Exactly, that’s the one. So we had a day off on the Mechanics tour once and we went down to that pub, and unfortunately they had an ale that was for sale called The Village Idiot (laughter). The title says it all really. I should have known. We all had just the one too many and needless to say I don’t know much about the rest of the day after that (laughter). All that I can remember is that it was a beautiful pub (laughter).

Being nosey now, what is currently on Andrew Roachford’s rider?

What is on the rider, well not The Village Idiot (laughter). I have learnt my lesson. Well let me tell you, there is a saying in the Roachford camp, because I like to have a glass or two of Champagne before I go out on stage. The bubbles seem to get me into the right energy, and I don’t do drugs, so there you go. So I say “no Moet no showey” then its “no bubbly no cuddly” and finally “no Chandon no band on” (laughter). Now you know what is currently on Andrew Roachford’s rider (laughter).

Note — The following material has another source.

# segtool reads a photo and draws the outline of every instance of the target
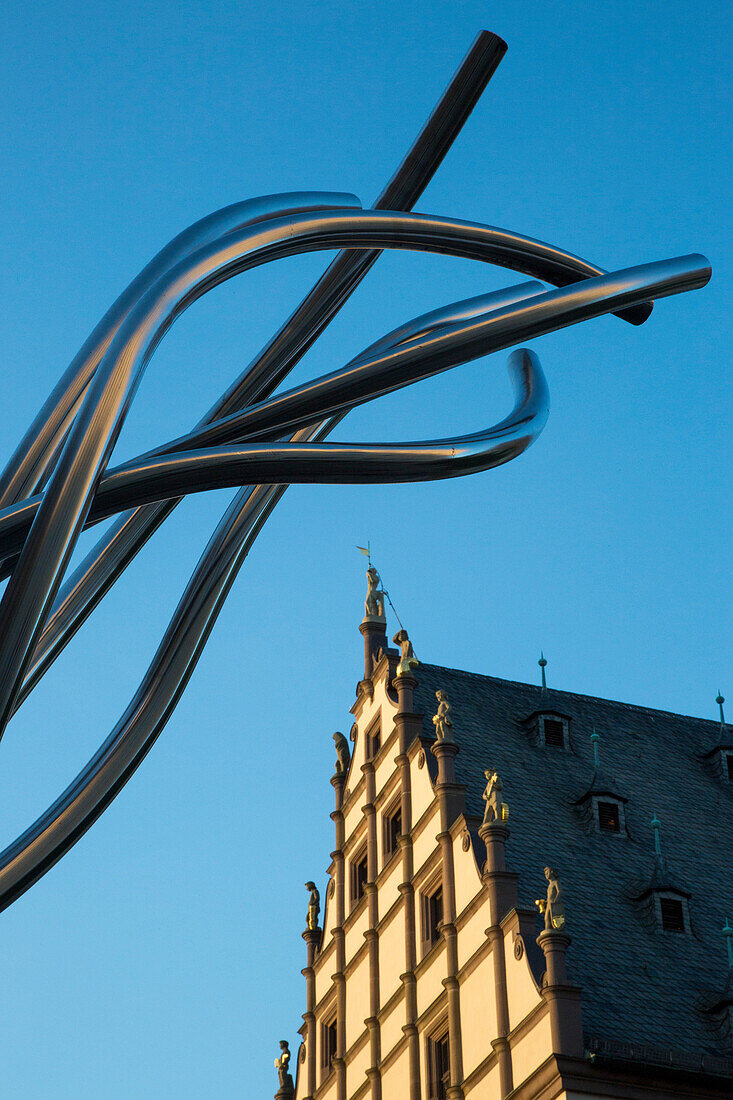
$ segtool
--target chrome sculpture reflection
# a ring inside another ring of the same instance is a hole
[[[415,443],[325,442],[350,409],[603,314],[641,324],[654,299],[708,282],[710,267],[699,255],[609,274],[513,231],[409,212],[505,50],[495,35],[478,36],[372,209],[362,210],[351,195],[273,195],[226,207],[175,238],[102,318],[29,428],[0,477],[0,561],[9,578],[0,601],[0,736],[178,501],[240,488],[124,714],[67,790],[0,855],[0,909],[76,843],[150,750],[287,484],[425,481],[488,470],[537,438],[548,393],[537,356],[521,349],[508,360],[515,407],[482,431]],[[184,310],[234,275],[325,249],[343,251],[193,431],[110,468],[140,378]],[[383,249],[468,257],[530,280],[425,314],[340,371],[275,394]],[[63,583],[85,527],[118,513]]]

We recently lost a key member of one the greatest song writing teams of all time, one Lamont Herbert Dozier (Holland-Dozier-Holland). You met him a few times. Just what was he like?

What can I say, Lamont was a true gentleman. You would never know that he was the guy that wrote all of those songs, simply because of just how down to earth he was. The first time that I met him was at a tribute concert in his honour and I had to sing one of his songs with him sitting right in front of me (laughter). Let me tell you, that was one of the scariest things that I have ever done because when you think of people who have sung his songs, people like Marvin Gaye, Stevie Wonder, and The Four Tops to name a few and here I am (laughter). The great thing was that he was loving what I did, so much so that he gave me his number and said, “let’s get together in Los Angeles and do something together”.

Unfortunately, we never did quite get around to doing that, but I saw him at various places around the world and he was always consistently a humble man and a great singer. Whenever you meet someone who has written that quality of songs you very soon get to see the warmth of his character. I also feel that going through his lyrics, it is clear that he is someone who really understands exactly what that connection means. Meeting him didn’t disappoint me. They quite often tell you, “never meet your heroes” but I have to say that Lamont Herbert Dozier really was a lovely guy.

On that note Andrew, let me once again thank you for taking the time to speak to me today, it’s been enlightening. You take care and I will see you with Mike + The Mechanics up here in Nottingham.

Cheers Kevin, as always it’s been a pleasure man. You take care and enjoy the show.